C. Kepala Sekolah yang Mengintimidasi
Kepala
sekolah memulai kariernya sebagai guru dan kemudian dipromosikan
melalui jenjang karier. Perkembangan itu adalah sumber dari kekuatan
terbesar mereka dan juga kelemahan terbesar mereka. Kapasitasnya sebagai
manajer, kerapkali menjadikan guru, karyawan dan siswa sebagai sasaran
kekerasan. Kepala sekolah yang suka mengintimidasi akan menghasilkan
perilaku intimidasi pula pada guru, karyawan dan bahkan siswa.

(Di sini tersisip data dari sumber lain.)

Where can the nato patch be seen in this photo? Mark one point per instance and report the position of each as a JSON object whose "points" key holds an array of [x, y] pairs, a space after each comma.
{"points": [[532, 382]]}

Kepala
sekolah yang mengintimidasi sering mencoba meremehkan dan merusak hasil
kerja guru yang paling berbakat dan kreatif, tanpa mempertimbangkan
dampaknya terhadap sekolah. secara keseluruhan Perilaku kepala sekolah
yang mengintimidasi seringkali menjadi kontradiktif dan membingungkan.

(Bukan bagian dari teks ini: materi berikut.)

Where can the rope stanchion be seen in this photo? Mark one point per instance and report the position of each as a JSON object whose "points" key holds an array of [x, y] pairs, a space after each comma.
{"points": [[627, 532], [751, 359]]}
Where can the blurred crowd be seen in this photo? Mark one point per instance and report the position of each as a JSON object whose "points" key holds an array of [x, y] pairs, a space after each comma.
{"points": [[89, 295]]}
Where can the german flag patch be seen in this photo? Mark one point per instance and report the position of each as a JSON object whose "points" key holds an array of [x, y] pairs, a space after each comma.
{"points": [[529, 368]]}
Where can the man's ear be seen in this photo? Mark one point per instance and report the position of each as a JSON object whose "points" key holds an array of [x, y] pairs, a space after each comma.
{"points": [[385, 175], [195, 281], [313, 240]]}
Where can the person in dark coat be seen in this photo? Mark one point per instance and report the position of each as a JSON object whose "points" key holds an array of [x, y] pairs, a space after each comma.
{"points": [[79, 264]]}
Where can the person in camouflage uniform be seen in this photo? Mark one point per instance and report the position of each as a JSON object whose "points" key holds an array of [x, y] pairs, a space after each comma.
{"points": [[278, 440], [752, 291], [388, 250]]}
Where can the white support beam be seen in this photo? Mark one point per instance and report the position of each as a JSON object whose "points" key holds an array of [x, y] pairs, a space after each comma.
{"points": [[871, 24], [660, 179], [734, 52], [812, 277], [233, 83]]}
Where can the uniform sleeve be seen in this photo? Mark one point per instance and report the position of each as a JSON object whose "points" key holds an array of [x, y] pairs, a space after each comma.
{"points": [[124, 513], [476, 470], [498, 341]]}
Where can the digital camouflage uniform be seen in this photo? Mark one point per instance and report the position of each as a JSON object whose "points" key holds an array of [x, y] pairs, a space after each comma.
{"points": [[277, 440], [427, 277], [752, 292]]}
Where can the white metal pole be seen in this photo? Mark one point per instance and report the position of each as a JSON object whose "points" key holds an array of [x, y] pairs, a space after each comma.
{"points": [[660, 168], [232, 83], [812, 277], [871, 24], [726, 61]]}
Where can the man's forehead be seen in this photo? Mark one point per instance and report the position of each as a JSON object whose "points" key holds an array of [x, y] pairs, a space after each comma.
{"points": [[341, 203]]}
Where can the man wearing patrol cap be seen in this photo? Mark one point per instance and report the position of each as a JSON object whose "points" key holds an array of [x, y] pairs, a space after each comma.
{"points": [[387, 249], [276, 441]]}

Mereka memandang bahwa diri mereka disalahmengertikan dan diganggu.
Padahal, faktanya mereka adalah perusak dan disfungsional.
Setiap
sekolah haruslah menjadi tempat dimana siswa dan seluruh komunitas
merasa aman dan tentram secara fisik maupun emosional. Intimidasi dalam
bentuk apa pun, baik yang dilakukan oleh siswa, guru atau kepala sekolah
dapat menjadi ancaman dan menghalangi proses pembelajaran. Satu-satunya
cara untuk secara tegas menghalau dan menjauhkan intimidasi adalah
dengan memaksakan keadilan bagi semua. Hanya dengan itulah
sekolah-sekolah akan menjadi lingkungan belajar yang positif, di mana
proses pembelajaran dapat dimaksimalkan dan setiap siswa merasa
dihargai
Sumber:
Les Parsons. 2009. Bullied Teacher Bullied Student (Guru dan Siswa yang Terintimidasi; Mengenali Budaya Kekerasan di sekolah Anda dan Mengatasinya) Terj.Grace Worang, dkk. Jakarta: Grasindo.